Why have we humbled ourselves,
and you have not noticed?’
“Yet on the day of your fasting, you do as you please
and exploit all your workers.
Your fasting ends in quarreling and strife,
and in striking each other with wicked fists.
You cannot fast as you do today
and expect your voice to be heard on high.
Is this the kind of fast I have chosen,
only a day for people to humble themselves?
Is it only for bowing one’s head like a reed
and for lying in sackcloth and ashes?
Is that what you call a fast,
a day acceptable to the Lord?
“Is not this the kind of fasting I have chosen:
to loose the chains of injustice
and untie the cords of the yoke,
to set the oppressed free
and break every yoke?
Is it not to share your food with the hungry
and to provide the poor wanderer with shelter—
when you see the naked, to clothe them,
and not to turn away from your own flesh and blood?

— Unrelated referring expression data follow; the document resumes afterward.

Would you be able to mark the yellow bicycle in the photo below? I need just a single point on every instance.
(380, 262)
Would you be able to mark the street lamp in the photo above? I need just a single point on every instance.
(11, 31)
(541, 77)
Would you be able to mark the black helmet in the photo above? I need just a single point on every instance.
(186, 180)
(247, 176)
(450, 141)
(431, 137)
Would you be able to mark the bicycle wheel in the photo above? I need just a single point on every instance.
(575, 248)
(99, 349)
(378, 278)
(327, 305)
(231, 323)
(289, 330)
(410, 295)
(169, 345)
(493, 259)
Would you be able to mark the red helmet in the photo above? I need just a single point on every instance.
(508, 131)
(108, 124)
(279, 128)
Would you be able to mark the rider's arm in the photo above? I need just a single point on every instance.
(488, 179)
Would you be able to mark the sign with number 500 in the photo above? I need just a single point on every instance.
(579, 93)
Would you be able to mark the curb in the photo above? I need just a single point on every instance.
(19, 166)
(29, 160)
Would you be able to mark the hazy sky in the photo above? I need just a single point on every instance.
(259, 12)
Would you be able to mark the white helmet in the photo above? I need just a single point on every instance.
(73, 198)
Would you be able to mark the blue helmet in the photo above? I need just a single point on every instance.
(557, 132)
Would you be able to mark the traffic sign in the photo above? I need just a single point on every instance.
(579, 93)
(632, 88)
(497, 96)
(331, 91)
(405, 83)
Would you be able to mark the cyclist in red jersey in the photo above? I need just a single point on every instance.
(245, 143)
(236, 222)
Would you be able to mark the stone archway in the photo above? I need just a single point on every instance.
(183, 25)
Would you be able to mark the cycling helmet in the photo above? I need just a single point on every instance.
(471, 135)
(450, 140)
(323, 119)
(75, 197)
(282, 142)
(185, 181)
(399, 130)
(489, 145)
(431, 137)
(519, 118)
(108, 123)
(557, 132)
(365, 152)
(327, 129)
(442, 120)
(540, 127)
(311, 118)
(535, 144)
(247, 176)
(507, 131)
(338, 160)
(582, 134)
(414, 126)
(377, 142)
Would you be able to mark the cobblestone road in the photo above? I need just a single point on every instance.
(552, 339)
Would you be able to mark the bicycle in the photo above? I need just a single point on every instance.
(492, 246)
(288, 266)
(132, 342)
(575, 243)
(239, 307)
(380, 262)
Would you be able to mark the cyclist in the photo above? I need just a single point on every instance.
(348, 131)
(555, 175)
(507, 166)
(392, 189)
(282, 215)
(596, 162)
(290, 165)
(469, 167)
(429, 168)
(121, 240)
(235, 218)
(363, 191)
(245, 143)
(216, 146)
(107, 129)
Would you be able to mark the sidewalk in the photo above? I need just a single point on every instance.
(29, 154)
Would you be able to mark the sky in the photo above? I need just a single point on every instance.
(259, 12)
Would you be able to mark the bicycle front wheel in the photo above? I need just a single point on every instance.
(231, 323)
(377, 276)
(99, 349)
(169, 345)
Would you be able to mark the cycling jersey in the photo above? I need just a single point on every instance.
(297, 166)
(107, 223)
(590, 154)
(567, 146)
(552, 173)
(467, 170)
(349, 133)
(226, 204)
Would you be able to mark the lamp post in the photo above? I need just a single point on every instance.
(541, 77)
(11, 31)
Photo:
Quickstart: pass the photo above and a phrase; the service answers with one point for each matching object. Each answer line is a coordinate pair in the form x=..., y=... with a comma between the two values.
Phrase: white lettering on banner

Then your light will break forth like the dawn,
and your healing will quickly appear;
then your righteousness[a] will go before you,
and the glory of the Lord will be your rear guard.
Then you will call, and the Lord will answer;
you will cry for help, and he will say: Here am I.
“If you do away with the yoke of oppression,
with the pointing finger and malicious talk,
and if you spend yourselves in behalf of the hungry
and satisfy the needs of the oppressed,
then your light will rise in the darkness,
and your night will become like the noonday.
- Isaiah 58:1-12
Fasting, prayer, and almsgiving. These are the three core spiritual disciplines Jesus assumes his followers will practice in his Sermon on the Mount. As we learned last week, fasting is intrinsically connected with prayer. To fast without prayer is merely a diet. But fasting is also connected to almsgiving – to acts of mercy, generosity, and justice.
God’s heart has always been for the poor. In the Mosaic Law, so many of the commandments given to Israel were concerned with how to treat those on the underside of society – the foreigner, the widow, the orphan. God calls his people to practice mercy, generosity, and justice – and to care for the poor and the oppressed.
We may not immediately see the connection between fasting and almsgiving, yet God can’t ignore it. Here Isaiah delivers this word to people who are regularly practicing fasting, and yet somehow sense that it is not touching the heart or bending the ear of God. “Why have we fasted,” Israel asks, “and you have not noticed?”
Through Isaiah, God responds to Israel’s question. Fasting is empty if merely a privatized religious activity, focused solely on our personal relationship with God. The God who made us and all of humanity in His image wants fasting to expand our hearts so they grow to resemble His own heart for the poor, the marginalized, and the oppressed. It is not that God is displeased with mere privation from food…but rather He wants us to be like Him. He is looking for his people to abstain, not merely from food. He also wants our eyes to be opened to the relentless machineries of oppression that have plagued the human race since the fall, and by practice small acts of abstinence, create room for God’s Kingdom to enter our world.
This is the kind of fasting that most pleases God. And it is the kind of fasting he will surely respond to. “If you do away with the yoke of oppression (in the same way you do away with lunch)…then your light will rise in the darkness.” Augustine writes: “Do you wish your prayer to reach God? Give it two wings; fasting and almsgiving.”
For Reflection and Prayer:
- Ask God to help you understand the deep connection he sees between fasting and our engagement in mercy, compassion, and justice.
- Ask God to make our hearts like his. To break our hearts for what breaks his.
- Ask God to grow your heart and the heart of his people for the poor and the oppressed.
- Pray for God to feed the hungry in our city and to use his people to do it.
- Ask God to bring to mind broken or unjust systems in our city, and pray for his Kingdom to break in.
- Ask God for insight about small acts in our sphere of influence we can take to fast from participation in systems of injustice.
- Ask God to give us opportunities to (in the words of Gregory of Nyssa) “give to the hungry what you deny your own appetites.”